Emergency services, on the other hand, are a more uncertain and lingering problem because the fire chief just quit, Kennedy said. Furthermore, the community no longer has any certified emergency medical service workers because the certifications of those in the community have expired and there’s been nobody to provide the necessary training.
But being a tiny close-knit community, that doesn’t mean nobody will respond if there’s an emergency.
“There are a handful of people who are ex-EMS workers or good Samaritans,” Kennedy said.
The ability of those still in Tenakee to respond – along with emergency officials in nearby communities — was demonstrated last Thursday when a 75-year-old man suffering severe hip pain was medically rescued from a sailing vessel anchored in Corner Bay. Tenakee Springs Fire Rescue crew members transported the patient to a nearby dock where the Coast Guard Air Station Sitka aircrew loaded him onto a Jayhawk helicopter and transported him to the Mt. Edgecombe Medical Center, according to a statement by the Coast Guard.

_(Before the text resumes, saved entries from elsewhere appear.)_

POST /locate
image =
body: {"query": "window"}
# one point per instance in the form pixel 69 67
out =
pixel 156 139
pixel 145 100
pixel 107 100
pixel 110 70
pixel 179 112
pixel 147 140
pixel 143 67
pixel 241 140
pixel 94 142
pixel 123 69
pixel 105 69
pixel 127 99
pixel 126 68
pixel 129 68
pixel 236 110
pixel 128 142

But one of the long-term dilemmas facing Tenakee Springs is there’s fewer such people to help with such incidents as the years pass since the number of permanent residents is both shrinking and aging.
“Come winter there’s about 60 people here and most of them are over 60, so they’re not eager about charging out and saving people” from incidents at sea or similar, Kennedy said.
As if those impediments aren’t enough, the community’s helipad has long been in disrepair and attempts to get funding to fix it from the Alaska Legislature have been unsuccessful, adding another complication to rescue and transport situations, he said.
“It can land on the beach at low tide,” he said, referring to helicopter access.
Tenakee Springs has seen some big new projects in recent years ranging from a new ferry dock that allowed normal service to resume after disruptions to a greenhouse started by a couple that’s supplying fresh produce to locals. But numerous others, including a hydro-electric project that’s been discussed for decades are on hold due to lack of funding and/or other reasons.
Part of the problem is that while Tenakee is still enticing for visitors and short-term seasonal workers, getting them to stay in the face of high costs, housing shortages and other long-term issues the community faces is a challenge without clear answers.
“I’ve had jobs posted for four years and I can’t get anybody to help,” Kennedy said.